Comecei a trabalhar muito pequena, a fazer recados.
Vinha o comboio do Porto com as malas do correio, cada mala era deixava em cada freguesia ou em cada estação até à Régua.
As malas do correio vinham num vagão vermelho e eram distribuídas em cada estação de cada freguesia. Havia uma mulher que vinha à estação todos os dias buscar a mala do correio e atravessar o rio de barco para ir buscar a mala à estação de Barqueiros que chegava perto das 11h30. O correio
era depois distribuído numa casa particular em Vilar, na venda da Sra. Rosinha Miranda.
Primeiro davam-nos o Comércio do Porto, e nós esperávamos até ao fim para ver se havia mais cartas. Se existissem, colocavam as cartas ou outro correio dentro do jornal para nós trazermos e entregarmos aos Senhores. O Sr. onde eu levava o correio, era o dono das Quintas onde o meu pai trabalhava e era feitor dos homens
que trabalhavam nessas quintas.
A minha aldeia é muito linda, mas muito pobre.

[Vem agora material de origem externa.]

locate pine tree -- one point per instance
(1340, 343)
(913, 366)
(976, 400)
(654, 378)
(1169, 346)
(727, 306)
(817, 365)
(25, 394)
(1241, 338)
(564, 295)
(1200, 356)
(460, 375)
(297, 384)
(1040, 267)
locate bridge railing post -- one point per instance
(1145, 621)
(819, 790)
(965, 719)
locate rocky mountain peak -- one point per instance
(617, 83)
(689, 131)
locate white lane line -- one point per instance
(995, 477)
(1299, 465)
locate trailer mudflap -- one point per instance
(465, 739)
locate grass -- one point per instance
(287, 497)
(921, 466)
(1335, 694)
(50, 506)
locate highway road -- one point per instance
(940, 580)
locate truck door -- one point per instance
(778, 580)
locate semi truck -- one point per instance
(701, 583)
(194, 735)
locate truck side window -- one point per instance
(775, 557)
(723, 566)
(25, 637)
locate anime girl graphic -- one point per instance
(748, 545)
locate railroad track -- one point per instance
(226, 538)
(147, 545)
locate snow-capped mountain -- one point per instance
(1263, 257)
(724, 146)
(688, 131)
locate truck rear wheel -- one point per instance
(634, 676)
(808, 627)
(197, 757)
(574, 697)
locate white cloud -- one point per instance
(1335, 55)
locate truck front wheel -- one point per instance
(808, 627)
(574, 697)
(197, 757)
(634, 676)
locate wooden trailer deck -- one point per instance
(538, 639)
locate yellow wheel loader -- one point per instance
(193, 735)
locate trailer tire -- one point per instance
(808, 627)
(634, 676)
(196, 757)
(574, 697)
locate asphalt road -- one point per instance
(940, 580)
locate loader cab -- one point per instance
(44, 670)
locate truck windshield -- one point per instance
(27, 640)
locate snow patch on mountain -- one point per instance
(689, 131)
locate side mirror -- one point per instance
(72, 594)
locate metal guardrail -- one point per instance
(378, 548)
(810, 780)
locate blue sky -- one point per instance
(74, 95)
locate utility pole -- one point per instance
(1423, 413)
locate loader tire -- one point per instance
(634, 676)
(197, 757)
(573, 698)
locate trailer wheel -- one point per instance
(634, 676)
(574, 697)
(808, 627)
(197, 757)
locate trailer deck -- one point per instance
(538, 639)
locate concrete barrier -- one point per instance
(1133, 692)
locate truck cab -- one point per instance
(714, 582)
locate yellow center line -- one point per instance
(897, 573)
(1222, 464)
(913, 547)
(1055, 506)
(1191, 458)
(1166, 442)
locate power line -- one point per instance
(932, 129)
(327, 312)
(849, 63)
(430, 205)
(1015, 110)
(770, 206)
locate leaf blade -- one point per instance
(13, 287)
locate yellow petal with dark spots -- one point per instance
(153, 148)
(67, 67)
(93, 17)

Primeiro tínhamos os cavoucos à beira do rio para semearmos milho para alimentação das pessoas. Semeávamos milho, feijão, botelhas para os porcos e as pessoas. Depois de vir a barragem, o rio deu cabo de tudo. Cobriu os cavoucos todos do Piar até ao Bernardo.
Era uma alegria embora fosse trabalhoso, porque era tudo feito à enxada pelos homens. Mas era uma grande alegria, tudo cantava nos trabalhos onde aprendi estas cantigas que nunca mais me esqueci.
Naquele tempo era uma alegria para as crianças, nós éramos 7 irmãos. O meu irmão mais velho sabia
tocar muito bem realejo, vinham as moças de outros lugares para a Fraga, cantar e dançar. Foi assim que eu aprendi.
Quando vinham os barcos à vela do Porto, buscar o
vinho fino à Régua, chegavam ao nosso cavouco em frente a Barqueiros, tocavam a corneta para os bois irem cabeá-los com as cordas até ao Bernardo, porque daí até à Régua já tinham vento na vela.
No meu tempo não havia transporte para o vinho, eram os bois que levavam as pipas até ao Bernardo, e, depois, havia lá no rio um barco rabelo muito grande que atravessava os carros dos bois com as pipas para a estação de Barqueiros.
Depois colocavam umas tábuas na beira do rio e do Barco Rabelo para os bois puxarem as pipas que vinham no carro e passarem para a Estação de Barqueiros. Depois dos bois descarregarem as pipas, estas iam para o Porto no comboio, chamado o comboio carroção porque era descoberto e servia
só para transportar as pipas. Os bois iam jungidos na cabeça com as molhelhas e voltavam a atravessar o rio no Barco Rabelo já sem as pipas. O jugo que se punha na cabeça dos bois, neste tempo era muito lindo na minha terra.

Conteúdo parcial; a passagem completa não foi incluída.